Ryan North, Matthew Bennardo, David Malki, editors: Machine Of Death

Ryan North, Matthew Bennardo, David Malki, editors: Machine Of Death

Here’s the timeline: Back in 2005, webcomics artist Ryan North posted a Dinosaur Comics strip in which one of his characters proclaimed he was going to write “the best story ever,” about a world where people can get a blood test that tells them how they will die. Readers started writing and sending in their own version of that best story ever. In 2007, North opened the floor to formal submissions, which he curated with two friends, science-fiction author Matthew Bennardo and Wondermark creator David Malki. On October 26, 2010, they self-published Machine Of Death: A Collection Of Stories About People Who Know How They Will Die through Amazon, urging their followers to all order it at once so it would, for one day, be the site’s top-selling book. It was, and the media started paying attention—particularly when Glenn Beck threw a wee public tantrum about them outselling his latest book on its release day. In November, they signed a deal to bring the book to brick-and-mortar stores, and as of December, it’s slowly showing up on shelves.

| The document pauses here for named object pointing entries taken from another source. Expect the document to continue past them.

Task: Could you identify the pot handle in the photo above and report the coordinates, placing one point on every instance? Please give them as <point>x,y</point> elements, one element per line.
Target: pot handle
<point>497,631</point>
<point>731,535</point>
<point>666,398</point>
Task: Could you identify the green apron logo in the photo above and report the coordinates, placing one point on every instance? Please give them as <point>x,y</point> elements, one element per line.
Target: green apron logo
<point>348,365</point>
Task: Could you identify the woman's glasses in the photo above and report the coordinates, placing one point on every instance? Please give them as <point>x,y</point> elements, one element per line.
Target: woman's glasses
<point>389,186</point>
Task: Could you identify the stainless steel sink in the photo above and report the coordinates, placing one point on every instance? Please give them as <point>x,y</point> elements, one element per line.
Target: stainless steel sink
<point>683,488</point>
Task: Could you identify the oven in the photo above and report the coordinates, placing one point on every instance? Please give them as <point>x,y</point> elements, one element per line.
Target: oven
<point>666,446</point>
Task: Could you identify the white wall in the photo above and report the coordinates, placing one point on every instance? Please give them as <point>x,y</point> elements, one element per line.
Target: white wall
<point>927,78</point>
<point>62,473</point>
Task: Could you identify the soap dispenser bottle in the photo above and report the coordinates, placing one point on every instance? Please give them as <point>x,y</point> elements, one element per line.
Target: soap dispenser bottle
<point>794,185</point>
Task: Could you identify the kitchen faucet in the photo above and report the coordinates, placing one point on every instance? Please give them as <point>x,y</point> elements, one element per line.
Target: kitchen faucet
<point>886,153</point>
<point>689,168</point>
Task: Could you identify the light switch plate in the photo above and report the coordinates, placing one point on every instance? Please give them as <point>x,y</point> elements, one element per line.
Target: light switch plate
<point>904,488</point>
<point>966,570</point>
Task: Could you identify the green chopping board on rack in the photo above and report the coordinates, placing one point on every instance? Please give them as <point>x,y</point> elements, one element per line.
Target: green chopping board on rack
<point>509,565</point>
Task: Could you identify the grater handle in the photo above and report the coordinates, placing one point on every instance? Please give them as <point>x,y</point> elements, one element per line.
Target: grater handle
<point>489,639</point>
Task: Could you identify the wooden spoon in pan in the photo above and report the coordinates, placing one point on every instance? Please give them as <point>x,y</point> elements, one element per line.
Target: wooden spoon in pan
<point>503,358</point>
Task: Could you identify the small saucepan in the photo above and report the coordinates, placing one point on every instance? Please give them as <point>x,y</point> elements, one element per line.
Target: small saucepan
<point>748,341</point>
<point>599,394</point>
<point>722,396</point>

It’s been a quirky labor of love from the beginning, and it remains an odd project. It’s sleek and professionally designed (unlike so many self-published books), yet filled with literal-minded illustrations which don’t add much, even though they come from pop-art stars like Kate Beaton and Kazu Kibuishi. It’s repetitive (since most of the stories feel the need to re-explain the eponymous machine), yet inconsistent in little details which suggest the stories don’t all take place in the same world. Too often, the stories zero in on the same obvious themes about the inevitability of death and the difficulty of reconciling with it.

But all that said, Machine Of Death is a marvelous collection, riddled with intelligence, creative reach, and a frankness that makes the best use of the central gimmick. While the seed idea seemingly lends itself to twist-ending stories about people who try to evade their predicted deaths, there are only a few of those; more often, the stories examine how the death-predictor machine would change the world. Sometimes the changes are small-scale and sociological, as when school kids form cliques around their causes of death in “Flaming Marshmallow”; on the other end of the spectrum, “Loss Of Blood” contemplates a hideous dystopic future defined by the machine’s dictates. Other stories are more personal, often dealing with individuals’ bleak efforts to come to terms with the machine’s messages—”Starvation” in particular has an unforgettable ending—though one of the anthology’s standout stories, “Torn Apart And Devoured By Lions,” showcases a man who finds his projected fate thrilling. Some of the stories are funny (the shortest is a five-word-long gag), while some are steeped in philosophy and poetic irony. North’s “best story ever” isn’t necessarily in evidence: Machine Of Death works better as an illustration of the endless possibilities inherent in the premise than as a showcase for breakout brilliance. But whether taken as an experiment in the new wave of self-publishing or as a proof of concept in the realm of artistic crowdsourcing, it’s a fascinating artifact and a really good read.